"You were looking for clams?" Captain Vyell scrutinised the man's face. It was a patriarchal face, strikingly handsome and not much wrinkled; the skin delicately tanned and extraordinarily transparent. Somehow this transparency puzzled him. "Hungry?" he asked quickly; and as quickly added, "Starving for food, that's what you are."
"It's the Lord's will," answered the old man.
The coach had come to a halt a dozen paces away. The child within it could hear nothing of this conversation; but to the end of his life his memory kept vivid the scene and the two figures in it—his father, in close-fitting riding-coat of blue, with body braced, leaning sideways a little against the wind, and a characteristic hint of the cavalryman about the slope of the thigh; the old wreck-picker standing just forward of the bay's shoulder and looking up, with blown hair and patient eyes.

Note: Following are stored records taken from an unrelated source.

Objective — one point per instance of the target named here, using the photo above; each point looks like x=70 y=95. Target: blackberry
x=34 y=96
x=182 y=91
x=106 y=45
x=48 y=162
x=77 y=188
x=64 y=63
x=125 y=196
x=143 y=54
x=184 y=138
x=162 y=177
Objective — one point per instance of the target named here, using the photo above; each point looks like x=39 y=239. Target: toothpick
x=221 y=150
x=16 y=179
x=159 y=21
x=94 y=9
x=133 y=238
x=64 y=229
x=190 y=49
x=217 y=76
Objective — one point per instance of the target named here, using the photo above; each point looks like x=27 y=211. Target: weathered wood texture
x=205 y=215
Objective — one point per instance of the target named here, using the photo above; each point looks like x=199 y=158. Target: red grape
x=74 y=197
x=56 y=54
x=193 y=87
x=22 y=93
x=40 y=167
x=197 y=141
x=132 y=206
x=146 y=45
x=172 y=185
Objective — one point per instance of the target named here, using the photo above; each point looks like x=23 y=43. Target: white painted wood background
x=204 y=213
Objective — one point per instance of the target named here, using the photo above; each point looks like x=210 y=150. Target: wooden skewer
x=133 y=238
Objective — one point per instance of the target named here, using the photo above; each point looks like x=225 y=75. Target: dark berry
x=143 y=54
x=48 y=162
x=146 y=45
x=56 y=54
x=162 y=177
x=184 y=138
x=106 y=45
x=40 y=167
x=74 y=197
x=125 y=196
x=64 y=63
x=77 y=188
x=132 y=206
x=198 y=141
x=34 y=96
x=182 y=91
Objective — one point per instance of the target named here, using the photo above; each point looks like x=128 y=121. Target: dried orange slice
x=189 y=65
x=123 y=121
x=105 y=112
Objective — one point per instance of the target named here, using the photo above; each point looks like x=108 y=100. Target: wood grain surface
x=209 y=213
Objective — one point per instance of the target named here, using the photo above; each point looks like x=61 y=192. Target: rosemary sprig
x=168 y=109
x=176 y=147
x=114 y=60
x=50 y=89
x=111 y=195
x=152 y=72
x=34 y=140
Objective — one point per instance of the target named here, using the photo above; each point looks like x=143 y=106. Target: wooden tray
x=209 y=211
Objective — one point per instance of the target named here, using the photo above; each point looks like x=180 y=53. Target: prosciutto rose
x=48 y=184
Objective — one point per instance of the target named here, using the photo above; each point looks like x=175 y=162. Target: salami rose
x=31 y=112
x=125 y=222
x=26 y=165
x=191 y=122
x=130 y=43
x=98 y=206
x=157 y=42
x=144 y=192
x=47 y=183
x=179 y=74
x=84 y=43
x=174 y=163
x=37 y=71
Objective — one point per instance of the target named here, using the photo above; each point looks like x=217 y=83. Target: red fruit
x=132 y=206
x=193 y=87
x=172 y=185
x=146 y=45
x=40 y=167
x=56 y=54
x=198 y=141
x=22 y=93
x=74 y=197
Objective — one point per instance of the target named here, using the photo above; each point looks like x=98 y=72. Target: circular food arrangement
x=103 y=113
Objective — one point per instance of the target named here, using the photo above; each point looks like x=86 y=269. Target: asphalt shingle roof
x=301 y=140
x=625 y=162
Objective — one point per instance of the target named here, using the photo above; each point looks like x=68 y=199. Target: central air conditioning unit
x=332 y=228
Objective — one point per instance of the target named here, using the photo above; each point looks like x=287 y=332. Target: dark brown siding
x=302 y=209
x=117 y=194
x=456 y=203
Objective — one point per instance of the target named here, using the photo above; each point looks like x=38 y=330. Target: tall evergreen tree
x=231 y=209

Memory recalled even the long slant of the bay's shoulder—a perfectly true detail, for the horse was of pure English race and bred by the Collector himself.
After this, as he remembered, some command must have been given, for Manasseh climbed down, opened the coach door and drew from under the seat a box, of which he raised the lid, disclosing things good to eat— among them a pasty with a crisp brown crust.
The wreck-picker broke off a piece of the pasty and wrapped it in a handkerchief—and memory recalled, as with a small shock of surprise, that the handkerchief was clean. The old man, though ragged enough to scare the crows, was clean from his bare head to his bare sea-bleached feet. He munched the rest of the pasty, talking between mouthfuls. To his discourse Dicky paid no heed, but slipped away for a scamper on the sands.
As he came running back he saw the old man, in the act of wiping his mouth with the back of his hand, suddenly shoot out an arm and point. Just beyond the breakers a solitary bird—an osprey—rose with a fish shining in the grip of its claws. It flew northward, away for the headland, for a hundred yards or so; and then by some mischance let slip his prey, which fell back into the sea. The boy saw the splash. To his surprise the bird made no effort to recover the fish—neither stooped nor paused—but went winging sullenly on its way.
"That's the way o' them," commented the old wreck-picker. "Good food, an' to let it go. I could teach him better."
But the boy, years after, read it as another and different parable.